One-Clickhoster Megaupload durch FBI geschlossen – was haben die Nutzer zu befürchten?

megaupload
Der One-Clickhoster „Megaupload“ wurde durch die US-Justiz Behörde geschlossen. Wie Spiegel online berichtet, laufen umfangreiche Ermittlungen gegen die Inhaber. Im Rahmen der Schließung sind auch umfangreiche Daten sichergestellt worden.

Hinter dem Verbot steht die Unterhaltungsindustrie. Diese beklagt einen umfangreichen Schaden durch Filehostern. Bei Megaupload können Dateien jeder Art hochgeladen und anderen zur Verfügung gestellt werden. Dies ist für sich zunächst nicht illegal. Die Filehoster werden jedoch immer wieder genutzt, um bewusst aktuelle Kinofilme, Musikalben und andere urheberrechtlich geschützte Werke Dritten zur Verfügung zu stellen. Dabei ist die Rechtslage in Deutschland umstritten, inwieweit die Betreiber für die auf Ihren Servern gespeicherten Daten verantwortlich sind. In den USA geht man jetzt wohl von einer Verantwortlichkeit der Betreiber aus.

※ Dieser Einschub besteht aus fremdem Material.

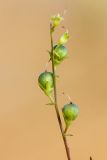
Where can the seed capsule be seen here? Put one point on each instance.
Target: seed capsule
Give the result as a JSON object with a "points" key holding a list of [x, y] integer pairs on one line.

Was haben die Nutzer zu fürchten?

Viele Nutzer dieses Dienstes stellen sich jetzt die Frage, ob sie jetzt auch mit rechtlichen Konsequenzen rechnen müssen.
Die Ermittlungen konzentrierten sich bislang nur gegen die Betreiber selbst und nicht gegen die Nutzer.

Durch die umfangreiche Beschlagnahme von Daten können nun die Nutzerdaten herausgefunden werden. Viele Nutzer nutzen einen Premiumzugang zu dem System und bezahlen dafür Geld, welches in vielen Fällen per Kreditkarte überwiesen wird. Somit sollte es möglich sein, die Nutzer zu ermitteln.

Bei den Nutzern selbst muss man unterscheiden zwischen den Benutzern, die ganz bewusst urheberrechtlich geschütztes Material hochgeladen haben und die Nutzer, die es sich nur heruntergeladen haben.

„Uploader“
Die Nutzer, welche bewusst urheberrechtlich geschütztes Material auf die Server hochgeladen und Dritten zur Verfügung gestellt haben, verstoßen gegen das Urheberrecht. In dem Hochladen der Dateien liegt ein Verbreiten im Sinne des Urheberrechts. Da dieses ohne Zustimmung des Rechteinhabers verboten ist, kann diese gegen den entsprechenden Nutzer vorgehen und Schadensersatzansprüche gelten machen.

„Downloader“
Etwas anderes ist jedoch der Nutzer, der sich bewusst ein urheberrechtlich geschütztes Werk heruntergeladen hat. Dieser Nutzer hat es nicht weiter verbreitet, sondern sich nur eine einzige Kopie gezogen. Dieses ist nach dem Urheberrecht ebenfalls verboten.
Er hat das Werk aber nicht Dritten zur Verfügung gestellt. Juristisch entscheidend, und auch aufgrund des Schadensersatzes teuer, ist aber das Verbreiten eines Werkes.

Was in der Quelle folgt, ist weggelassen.